The right panel shows the summary conditioned on ``year''. The
percentages of missings by total number of data values, by
variables and by cases, is shown on the top. This dataset has
8 variables and the missing values by variable are summarized
in the bottom table. No cases have more than 3 missing values,
76.8\% of cases are complete, 22.7\% of cases have one missing
value, and only 4 cases have more than one missing values. The
right panel shows that the missing pattern is different for each year.}
\label{fig: num-summry}
\end{figure}
\par\end{center}
\subsubsection{Missingness map}
The missingness map (Figure~\ref{fig:missingmap}) provides a
graphical summary of the missing patterns. Like the shadow
matrix used in \proglang{GGobi}, the missingness map shows
the position of missing values relative to variables and cases.
The \proglang{R} packages \pkg{Amelia} \citep{amelia} and
\pkg{VIM} \citep{VIM} have versions of missingness maps.
Organizing the missing values into blocks can be achieved by
re-ordering variables and case ids,making it easier to see
missing patterns, especially for large data. Two re-ordered
missingness maps are shown in Figure~\ref{fig:missingmap}.
One arranges the variables and cases by the number of missings,
from the largest to the smallest; the other applies hierarchical
clustering to both rows and columns. The strength of missingness
map is to reveal whether the missings occur at some variables
simultaneously.
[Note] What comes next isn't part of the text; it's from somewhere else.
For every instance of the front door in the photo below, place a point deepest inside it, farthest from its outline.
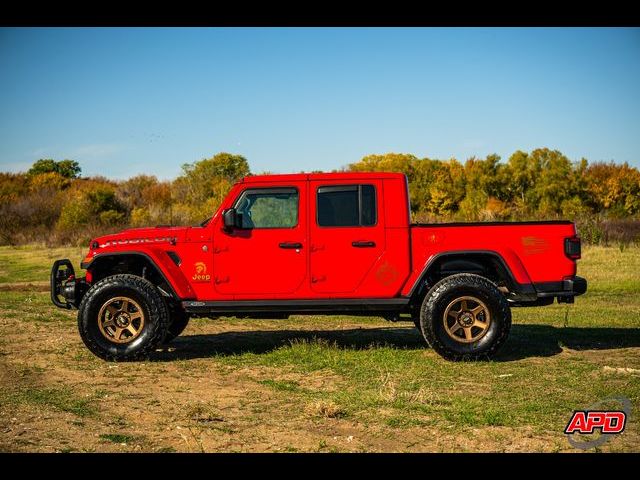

If so, then a similar missing pattern may
indicate some association between the variables. If the missings
happen at some observations synchronously, then it suggests
dependence between those observations.
Figure~\ref{fig:missingmap} displays 245 observations and
34 variables for the dataset \code{brfss} (described in
Section~\ref{Examples}). From the missingness maps we can see
that most of the missings occurred in seven variables. The
missingness on some variables occur synchronously, indicating
assoication. Users of the data should check the data collection
procedures for these variables. For example, in this data,
questions about the drinking time and amount (ALCDAY4 and
AVEDRNK2, the top two variables in the right panel) were both
skipped when the subject answered a previous question with
``did not drink in the past 30 days''.
\begin{center}
\begin{figure}[h]
\begin{centering}
\includegraphics[width=0.3\textwidth]{graph/fig5-3-missingmap-1}
\includegraphics[width=0.3\textwidth]{graph/fig5-3-missingmap-2}
\includegraphics[width=0.345\textwidth]{graph/fig5-3-missingmap-3}
\par\end{centering}
\caption{Missingness maps, same data but different ordering
of variables (rows) and cases (columns): (left) raw data order,
(middle) variables and cases sorted by decreasing number of
missing values, (right) sorted by hierarchical clustering of
missingness. From the raw data missingness map, the horizontal
stripes indicate several variables have many missings, and the
vertical stripes near the bottom indicate some structural
missing cases. When variables and cases are sorted by
missingness rate (middle), variables with missings often have
missings on the same cases, and the additional few sporadic
missing values can be easily spotted. Using the clustered
missingness map (right) the blocks of missings on variables
and cases is more easily seen.}
\label{fig:missingmap}
\end{figure}
\par\end{center}
\subsection{Imputation}\label{imputation}
A number of imputation methods are available in the package.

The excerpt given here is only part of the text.